In presenting the former testimony of witnesses Hall and Canada to the jury, the *1094 following procedure was approved by the trial court and used:

East Baton Rouge Parish District Attorney Ossie Brown read the testimony of the deceased witnesses. Questions which had been asked by the prosecutor in the first trial were read by an assistant district attorney, while the former defense attorney's questions on cross-examination were read by defendants' present counsel.

Defendants timely objected to this procedure and renew their argument on appeal. They contend that Brown should not have been permitted to read the testimony of the unavailable witnesses, because, due to his position of respect in the community as an elected official, the jury might have been inclined to give greater weight to the testimony than it would otherwise have given. The State replies that the jury was well aware that Brown was not a neutral party, and thus argues that it is unlikely that the jury ascribed undue significance to the testimony.

We note that the trial judge, before the testimony of each absent witness was read, cautioned the jury that Brown was not testifying, but that he was merely reading the testimony of State witnesses who could not be called to testify in person.

The trial judge is vested with wide discretion in controlling the conduct and orderly process of trial. La.C.Cr.P. art. 17. We agree with defendants that the more desirable procedure would have been to have a neutral party read the prior testimony of the deceased witnesses, but we are not prepared to say that the procedure utilized below amounted to an abuse of discretion or a substantial violation of defendants' constitutional rights.

Assignments of error numbers one and eleven do not demonstrate grounds for reversal of defendants' convictions and sentences.

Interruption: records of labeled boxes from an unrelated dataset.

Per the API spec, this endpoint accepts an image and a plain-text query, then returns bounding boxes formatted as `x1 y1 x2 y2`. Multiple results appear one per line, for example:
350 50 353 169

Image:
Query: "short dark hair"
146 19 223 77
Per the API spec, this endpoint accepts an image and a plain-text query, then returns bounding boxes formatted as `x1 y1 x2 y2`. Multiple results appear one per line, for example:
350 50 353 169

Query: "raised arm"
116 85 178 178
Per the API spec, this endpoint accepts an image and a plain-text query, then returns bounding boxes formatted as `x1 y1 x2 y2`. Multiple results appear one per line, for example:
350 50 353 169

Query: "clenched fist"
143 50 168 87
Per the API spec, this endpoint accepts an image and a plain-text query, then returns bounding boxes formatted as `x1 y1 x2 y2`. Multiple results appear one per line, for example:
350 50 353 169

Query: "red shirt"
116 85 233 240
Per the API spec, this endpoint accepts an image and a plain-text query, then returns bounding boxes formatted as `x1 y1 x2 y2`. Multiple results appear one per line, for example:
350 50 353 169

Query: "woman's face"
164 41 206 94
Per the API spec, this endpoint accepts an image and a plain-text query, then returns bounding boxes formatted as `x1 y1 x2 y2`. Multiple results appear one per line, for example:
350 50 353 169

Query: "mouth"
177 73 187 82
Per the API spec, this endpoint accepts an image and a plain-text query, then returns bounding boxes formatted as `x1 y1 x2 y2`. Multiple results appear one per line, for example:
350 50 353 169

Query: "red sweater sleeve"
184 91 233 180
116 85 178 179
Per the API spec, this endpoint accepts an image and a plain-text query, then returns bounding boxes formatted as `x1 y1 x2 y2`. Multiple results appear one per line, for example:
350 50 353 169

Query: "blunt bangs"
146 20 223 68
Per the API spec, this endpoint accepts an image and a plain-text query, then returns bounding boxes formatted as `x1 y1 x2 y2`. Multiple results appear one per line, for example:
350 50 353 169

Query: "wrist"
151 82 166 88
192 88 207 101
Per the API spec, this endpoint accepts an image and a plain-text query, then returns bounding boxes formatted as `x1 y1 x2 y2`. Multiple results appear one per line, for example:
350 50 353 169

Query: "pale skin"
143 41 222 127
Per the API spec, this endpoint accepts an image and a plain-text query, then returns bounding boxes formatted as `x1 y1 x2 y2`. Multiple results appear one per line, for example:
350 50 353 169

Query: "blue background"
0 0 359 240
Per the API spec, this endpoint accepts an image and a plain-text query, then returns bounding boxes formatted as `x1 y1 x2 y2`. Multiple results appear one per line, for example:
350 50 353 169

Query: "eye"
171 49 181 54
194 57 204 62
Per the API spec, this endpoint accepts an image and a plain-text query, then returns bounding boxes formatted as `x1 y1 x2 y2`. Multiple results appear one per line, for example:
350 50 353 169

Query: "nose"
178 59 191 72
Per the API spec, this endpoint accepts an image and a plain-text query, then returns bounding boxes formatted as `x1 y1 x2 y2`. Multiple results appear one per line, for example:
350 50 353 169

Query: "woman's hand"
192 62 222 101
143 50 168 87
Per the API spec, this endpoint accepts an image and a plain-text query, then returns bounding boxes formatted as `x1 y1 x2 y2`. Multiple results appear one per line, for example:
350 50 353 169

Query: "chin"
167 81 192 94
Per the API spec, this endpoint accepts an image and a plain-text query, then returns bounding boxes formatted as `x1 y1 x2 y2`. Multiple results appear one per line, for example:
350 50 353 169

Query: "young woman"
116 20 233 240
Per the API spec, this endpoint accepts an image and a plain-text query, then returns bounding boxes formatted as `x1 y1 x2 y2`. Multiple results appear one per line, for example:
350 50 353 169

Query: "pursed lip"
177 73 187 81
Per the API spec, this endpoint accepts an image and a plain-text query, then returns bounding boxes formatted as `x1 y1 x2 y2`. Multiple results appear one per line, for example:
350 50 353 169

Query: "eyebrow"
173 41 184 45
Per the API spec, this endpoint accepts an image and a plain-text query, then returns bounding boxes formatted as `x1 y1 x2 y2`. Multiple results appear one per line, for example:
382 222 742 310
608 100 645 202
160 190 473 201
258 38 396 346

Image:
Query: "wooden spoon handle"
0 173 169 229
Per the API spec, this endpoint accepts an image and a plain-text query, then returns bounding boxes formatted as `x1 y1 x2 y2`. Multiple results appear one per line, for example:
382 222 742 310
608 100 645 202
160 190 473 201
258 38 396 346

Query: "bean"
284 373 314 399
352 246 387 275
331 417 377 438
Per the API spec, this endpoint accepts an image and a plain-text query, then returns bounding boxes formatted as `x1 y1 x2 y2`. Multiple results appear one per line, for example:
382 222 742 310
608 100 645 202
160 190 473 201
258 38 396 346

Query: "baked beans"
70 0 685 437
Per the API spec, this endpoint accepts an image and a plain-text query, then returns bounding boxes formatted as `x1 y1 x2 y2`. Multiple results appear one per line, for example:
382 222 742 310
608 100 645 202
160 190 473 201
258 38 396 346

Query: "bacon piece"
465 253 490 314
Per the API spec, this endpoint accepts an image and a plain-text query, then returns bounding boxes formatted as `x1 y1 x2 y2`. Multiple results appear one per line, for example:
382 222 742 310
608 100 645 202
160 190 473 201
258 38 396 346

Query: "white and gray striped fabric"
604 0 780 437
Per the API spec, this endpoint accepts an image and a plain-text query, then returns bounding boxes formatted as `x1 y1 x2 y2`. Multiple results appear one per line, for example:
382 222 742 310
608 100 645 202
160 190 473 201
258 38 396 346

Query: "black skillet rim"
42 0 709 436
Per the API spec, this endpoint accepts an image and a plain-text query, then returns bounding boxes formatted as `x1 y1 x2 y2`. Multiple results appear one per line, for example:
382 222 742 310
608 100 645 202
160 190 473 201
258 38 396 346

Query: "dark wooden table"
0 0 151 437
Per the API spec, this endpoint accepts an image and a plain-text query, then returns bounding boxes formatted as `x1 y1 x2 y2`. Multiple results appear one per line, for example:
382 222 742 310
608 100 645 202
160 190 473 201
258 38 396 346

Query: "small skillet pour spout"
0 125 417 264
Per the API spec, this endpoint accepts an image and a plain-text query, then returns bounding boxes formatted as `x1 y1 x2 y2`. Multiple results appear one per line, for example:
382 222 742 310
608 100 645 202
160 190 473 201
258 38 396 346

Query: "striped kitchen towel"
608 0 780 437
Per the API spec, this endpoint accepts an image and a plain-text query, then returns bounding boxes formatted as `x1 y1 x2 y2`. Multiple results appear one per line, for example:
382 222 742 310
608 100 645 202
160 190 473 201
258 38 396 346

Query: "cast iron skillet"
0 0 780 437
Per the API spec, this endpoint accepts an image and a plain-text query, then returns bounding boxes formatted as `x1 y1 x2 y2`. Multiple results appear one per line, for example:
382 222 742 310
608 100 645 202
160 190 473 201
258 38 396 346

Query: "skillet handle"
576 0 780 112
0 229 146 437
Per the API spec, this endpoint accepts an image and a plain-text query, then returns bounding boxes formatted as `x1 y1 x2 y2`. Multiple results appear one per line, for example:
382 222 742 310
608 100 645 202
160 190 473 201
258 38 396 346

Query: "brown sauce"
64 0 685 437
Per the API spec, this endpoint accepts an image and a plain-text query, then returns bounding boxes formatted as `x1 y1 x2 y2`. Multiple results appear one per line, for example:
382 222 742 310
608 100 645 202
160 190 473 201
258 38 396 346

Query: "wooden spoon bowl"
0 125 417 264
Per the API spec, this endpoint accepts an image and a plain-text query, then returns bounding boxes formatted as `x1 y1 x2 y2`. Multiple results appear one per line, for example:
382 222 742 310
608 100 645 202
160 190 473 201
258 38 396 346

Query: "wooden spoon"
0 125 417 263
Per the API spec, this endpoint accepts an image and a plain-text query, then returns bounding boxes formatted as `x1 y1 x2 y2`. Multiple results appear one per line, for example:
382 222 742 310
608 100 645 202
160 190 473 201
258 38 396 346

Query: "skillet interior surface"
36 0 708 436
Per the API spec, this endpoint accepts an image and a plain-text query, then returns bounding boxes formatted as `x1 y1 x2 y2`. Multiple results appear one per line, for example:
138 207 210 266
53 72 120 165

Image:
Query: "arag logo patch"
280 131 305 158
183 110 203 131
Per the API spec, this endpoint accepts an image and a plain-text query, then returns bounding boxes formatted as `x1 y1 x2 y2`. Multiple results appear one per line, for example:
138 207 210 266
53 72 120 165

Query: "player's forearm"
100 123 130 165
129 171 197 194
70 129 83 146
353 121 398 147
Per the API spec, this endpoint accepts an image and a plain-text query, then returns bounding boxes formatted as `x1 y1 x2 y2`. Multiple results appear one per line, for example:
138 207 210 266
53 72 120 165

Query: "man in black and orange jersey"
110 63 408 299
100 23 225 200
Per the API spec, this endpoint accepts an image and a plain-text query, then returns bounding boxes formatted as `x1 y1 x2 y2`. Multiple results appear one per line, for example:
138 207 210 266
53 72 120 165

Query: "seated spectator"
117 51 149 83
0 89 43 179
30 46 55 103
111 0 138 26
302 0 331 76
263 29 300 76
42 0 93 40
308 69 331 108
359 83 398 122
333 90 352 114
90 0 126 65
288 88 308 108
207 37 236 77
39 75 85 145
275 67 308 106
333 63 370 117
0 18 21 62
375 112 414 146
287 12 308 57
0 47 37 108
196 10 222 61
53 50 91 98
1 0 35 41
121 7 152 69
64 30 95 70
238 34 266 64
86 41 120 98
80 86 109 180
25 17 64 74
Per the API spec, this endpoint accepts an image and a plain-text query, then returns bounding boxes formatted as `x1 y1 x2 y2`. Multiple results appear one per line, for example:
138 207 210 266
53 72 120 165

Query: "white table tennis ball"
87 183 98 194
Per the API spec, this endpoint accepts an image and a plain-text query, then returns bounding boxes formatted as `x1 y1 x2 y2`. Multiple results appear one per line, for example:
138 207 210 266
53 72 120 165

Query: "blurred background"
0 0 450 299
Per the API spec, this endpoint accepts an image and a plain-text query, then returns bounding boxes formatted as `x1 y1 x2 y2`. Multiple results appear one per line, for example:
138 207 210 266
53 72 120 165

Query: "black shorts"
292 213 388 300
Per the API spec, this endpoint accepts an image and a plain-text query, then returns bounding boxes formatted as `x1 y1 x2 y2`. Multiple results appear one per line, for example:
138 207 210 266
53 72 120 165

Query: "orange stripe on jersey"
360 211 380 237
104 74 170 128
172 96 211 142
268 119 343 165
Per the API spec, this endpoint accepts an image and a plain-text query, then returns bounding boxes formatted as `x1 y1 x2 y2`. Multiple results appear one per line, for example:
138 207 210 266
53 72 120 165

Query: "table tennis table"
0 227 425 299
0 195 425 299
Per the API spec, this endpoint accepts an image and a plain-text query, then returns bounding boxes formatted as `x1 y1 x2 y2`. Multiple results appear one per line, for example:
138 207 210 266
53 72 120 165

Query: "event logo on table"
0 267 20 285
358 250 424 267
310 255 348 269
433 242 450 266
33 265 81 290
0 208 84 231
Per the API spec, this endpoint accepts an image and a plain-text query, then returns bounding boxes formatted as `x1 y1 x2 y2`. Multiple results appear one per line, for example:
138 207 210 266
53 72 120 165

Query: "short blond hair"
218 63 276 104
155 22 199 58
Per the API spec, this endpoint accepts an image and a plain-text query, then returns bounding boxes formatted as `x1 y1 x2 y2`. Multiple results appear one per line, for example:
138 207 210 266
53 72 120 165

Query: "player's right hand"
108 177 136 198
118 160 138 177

ASSIGNMENTS OF ERROR NOS. 2, 3 and 4

In these assignments defendants complain of rulings of the trial judge allowing two State witnesses to relate certain statements allegedly made by Samuel Upton, identified by other witnesses as the leader of the Muslims gathered on North Boulevard that day, at the scene of the incident and shortly before the violence erupted. The basis of defendants' objection is that the testimony was inadmissible hearsay.

John P. Boss, chief photographer for a Baton Rouge newspaper, was at the scene of the riot for some thirty minutes, from approximately 11:45 a.m. until 12:15 p.m.